Fossilized human footprints were buried in multiple layers of sediment on a large beach in White Sands National Park. The seeds embedded in the footprints were radiocarbon dated and analyzed by the United States Geological Survey (USGS) to determine their age. The research significantly expands the coexistence of humans and the Pleistocene (Ice Age) megafauna and confirms that humans were present in North America before the great advance of glaciers at the height of the last Ice Age that closed migration routes from Asia. The results are detailed in an article published in the journal Science.
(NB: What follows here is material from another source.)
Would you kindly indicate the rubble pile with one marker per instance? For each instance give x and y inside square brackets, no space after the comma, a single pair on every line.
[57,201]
The researchers wrote that the fossilized footprints are indisputable evidence and stronger than “cultural artifacts, modified bones, or other traditional fossils.”

“What we are presenting here is evidence of a specific time and place,” they said.

Based on the size of the footprints, researchers believe that at least some of them were left by children and teenagers who lived during the last Ice Age.

“This study demonstrates the scientific process: New evidence can change long-term models,” said Alison Shipp, acting regional director at USGS Rocky Mountain.

White Sands National Park contains the world’s largest collection of fossilized footprints from the Ice Age (Ice Age) and has been recognized as a mega-site since 2014. In addition to human footprints, the footprints of the Colombian mammoth, saber, dire wolf and other animals of the era icy;

Scientists from White Sands National Park, the National Park Service, the USGS, Bournemouth University, the University of Arizona, and Cornell University, collaborated with and consulted on the park’s Native American partners on this research.

White Sands National Park protects and preserves the world’s largest sand dune field, at least 23,000 years of adaptable archeology, flora and fauna, as well as historic buildings, with architecture that mimics those of the indigenous peoples, built during the Works Progress Administration era, Between 1939 and 1943.

Previous excavations in White Sands National Park have revealed fossilized footprints of a saber-toothed tiger, giant wolf, Columbian mammoth, and other Ice Age animals.